We Interrupt This Broadcast
- Author: Joe Garner
- Language: English
- Publisher: Sourcebooks
- Publication date: October 1998 (first edition)
- Publication place: United States
- ISBN: 1-57071-328-6
- OCLC: 38916595

= We Interrupt This Broadcast =

1998 book by Joe Garner

We Interrupt This Broadcast is the title of a non-fiction book from 1998. It was written by Joe Garner; the foreword was written by the veteran American newscaster Walter Cronkite. In addition to many descriptions and pictures of notable news events from the 20th century, compact discs containing audio news clips from the events described in the book are also included. The audio portions are narrated by Bill Kurtis.

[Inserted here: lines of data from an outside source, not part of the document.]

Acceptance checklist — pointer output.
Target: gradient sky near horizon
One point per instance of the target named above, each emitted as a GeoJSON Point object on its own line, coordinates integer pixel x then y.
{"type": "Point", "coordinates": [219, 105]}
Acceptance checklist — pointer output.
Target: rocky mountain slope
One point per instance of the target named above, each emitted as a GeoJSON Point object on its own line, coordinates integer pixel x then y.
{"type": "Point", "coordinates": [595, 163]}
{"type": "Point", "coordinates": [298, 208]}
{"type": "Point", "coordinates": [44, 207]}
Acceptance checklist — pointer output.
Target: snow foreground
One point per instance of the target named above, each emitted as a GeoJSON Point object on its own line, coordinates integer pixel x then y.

The phrase "we interrupt this broadcast" has been used frequently by radio and television networks when breaking into a program in progress to deliver important news or information. The description on the book jacket states: "Wherever we may happen to be, our lives stop for a moment, and we experience those few seconds of anxiety between the interruption and the actual announcement of what has happened."

==Editions==
The first edition of We Interrupt This Broadcast was published in October 1998. A second edition was published in May 2000, and a third edition came out in May 2002. Both of these editions were revised to include more recent events, and both included two CDs. A fourth "10th Anniversary Edition" was published in October 2008, and in addition to summarizing more recent events, this edition contains three CDs instead of two.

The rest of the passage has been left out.